I’ve said it before & I’ll say it again: People helping one another do collectively what felt impossible to do alone is humanity at its finest.  But that ‘help’ needs to come without contingencies — without subservience to a god, a rock, & especially not an organization who’s made something of a cottage industry selling a completely unproven ‘solution’ for alcoholism to entirely too gullible public.

AA/12X12’s antiquated & ultimately (to my eyes, at least) inhumane worldview makes it a very poor choice for personal recovery from anything.  On my planet, people come first & organizations — at best — come second.  Especially those religiously-inclined organizations that go to great rhetorical lengths to hide that component of their overall (however non-denominational) mission.
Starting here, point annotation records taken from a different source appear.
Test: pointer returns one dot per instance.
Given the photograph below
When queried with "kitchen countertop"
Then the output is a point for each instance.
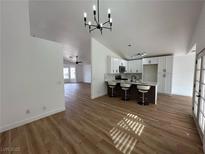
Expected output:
(137, 82)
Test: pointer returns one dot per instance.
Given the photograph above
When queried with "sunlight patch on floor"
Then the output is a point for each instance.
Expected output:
(123, 134)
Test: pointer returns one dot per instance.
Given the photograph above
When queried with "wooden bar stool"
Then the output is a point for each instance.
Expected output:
(125, 87)
(112, 85)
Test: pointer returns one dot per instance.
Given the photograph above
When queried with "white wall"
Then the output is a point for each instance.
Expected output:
(183, 74)
(0, 64)
(32, 70)
(99, 55)
(199, 35)
(87, 73)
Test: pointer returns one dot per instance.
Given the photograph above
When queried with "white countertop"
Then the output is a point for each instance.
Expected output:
(137, 82)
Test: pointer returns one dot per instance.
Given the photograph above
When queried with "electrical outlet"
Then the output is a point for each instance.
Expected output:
(27, 111)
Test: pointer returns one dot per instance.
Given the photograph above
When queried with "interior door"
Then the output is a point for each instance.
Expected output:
(199, 92)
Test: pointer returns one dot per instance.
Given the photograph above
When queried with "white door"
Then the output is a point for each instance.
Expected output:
(169, 64)
(168, 83)
(161, 64)
(116, 65)
(161, 82)
(199, 92)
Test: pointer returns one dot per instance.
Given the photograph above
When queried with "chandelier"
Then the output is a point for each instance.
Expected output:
(98, 24)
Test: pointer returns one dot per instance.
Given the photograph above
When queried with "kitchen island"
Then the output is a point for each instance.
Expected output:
(134, 94)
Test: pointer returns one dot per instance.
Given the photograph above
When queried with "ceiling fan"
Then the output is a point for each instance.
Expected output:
(77, 61)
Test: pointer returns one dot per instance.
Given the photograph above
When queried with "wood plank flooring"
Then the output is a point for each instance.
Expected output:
(108, 125)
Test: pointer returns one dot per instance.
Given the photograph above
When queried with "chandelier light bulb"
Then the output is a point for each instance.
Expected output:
(85, 15)
(109, 11)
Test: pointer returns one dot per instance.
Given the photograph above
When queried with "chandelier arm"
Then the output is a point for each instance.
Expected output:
(92, 29)
(98, 11)
(106, 22)
(91, 25)
(96, 20)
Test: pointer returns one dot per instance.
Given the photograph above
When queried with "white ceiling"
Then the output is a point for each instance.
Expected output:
(154, 27)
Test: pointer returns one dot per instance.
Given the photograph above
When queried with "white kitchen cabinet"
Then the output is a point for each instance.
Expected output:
(153, 60)
(131, 66)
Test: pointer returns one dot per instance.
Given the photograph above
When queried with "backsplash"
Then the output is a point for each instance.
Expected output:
(108, 76)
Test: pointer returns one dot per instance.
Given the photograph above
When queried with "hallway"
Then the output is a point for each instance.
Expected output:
(108, 125)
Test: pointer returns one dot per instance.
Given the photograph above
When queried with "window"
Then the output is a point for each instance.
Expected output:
(72, 73)
(66, 73)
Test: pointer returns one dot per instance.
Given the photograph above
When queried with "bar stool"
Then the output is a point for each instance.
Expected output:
(143, 89)
(125, 87)
(112, 85)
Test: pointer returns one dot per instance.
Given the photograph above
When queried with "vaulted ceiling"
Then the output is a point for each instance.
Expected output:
(152, 26)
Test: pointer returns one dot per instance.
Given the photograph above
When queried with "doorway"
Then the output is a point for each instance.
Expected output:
(199, 92)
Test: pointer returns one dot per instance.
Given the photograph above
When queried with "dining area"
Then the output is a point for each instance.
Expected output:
(143, 93)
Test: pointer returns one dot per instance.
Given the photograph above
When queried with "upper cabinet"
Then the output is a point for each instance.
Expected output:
(165, 64)
(153, 60)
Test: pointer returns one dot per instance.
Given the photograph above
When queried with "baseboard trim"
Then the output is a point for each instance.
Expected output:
(29, 120)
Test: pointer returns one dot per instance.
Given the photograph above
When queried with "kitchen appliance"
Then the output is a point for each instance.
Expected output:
(122, 69)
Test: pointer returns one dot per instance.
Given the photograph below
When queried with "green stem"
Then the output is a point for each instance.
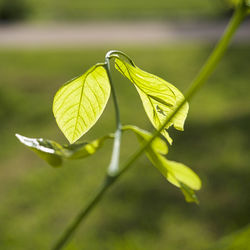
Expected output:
(202, 76)
(214, 58)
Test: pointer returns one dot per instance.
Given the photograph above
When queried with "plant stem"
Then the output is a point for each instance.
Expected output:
(206, 70)
(114, 173)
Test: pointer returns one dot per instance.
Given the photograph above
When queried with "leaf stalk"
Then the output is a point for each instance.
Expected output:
(113, 172)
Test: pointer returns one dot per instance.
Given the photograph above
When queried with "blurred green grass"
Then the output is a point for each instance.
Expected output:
(142, 211)
(112, 9)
There are many noble things to give your life over to.  If you believe AA is one of those things, well … you’re probably not even reading this blog.  Putting aside self-destructive habits & re-building your life so that it is meaningful & constructive takes work.  But it does not require adopting a mindset of “personal powerlessness”, “weakness”, & dependency.

Stay tuned for Part II of this series.

BRIEF ASIDE: Personal response to commentary on this post will be rare if it comes at all.  I’m not interested in engaging prolonged, nonsensical ‘discussions’ over matters of personal opinion — especially when they have no basis in facts or evidence.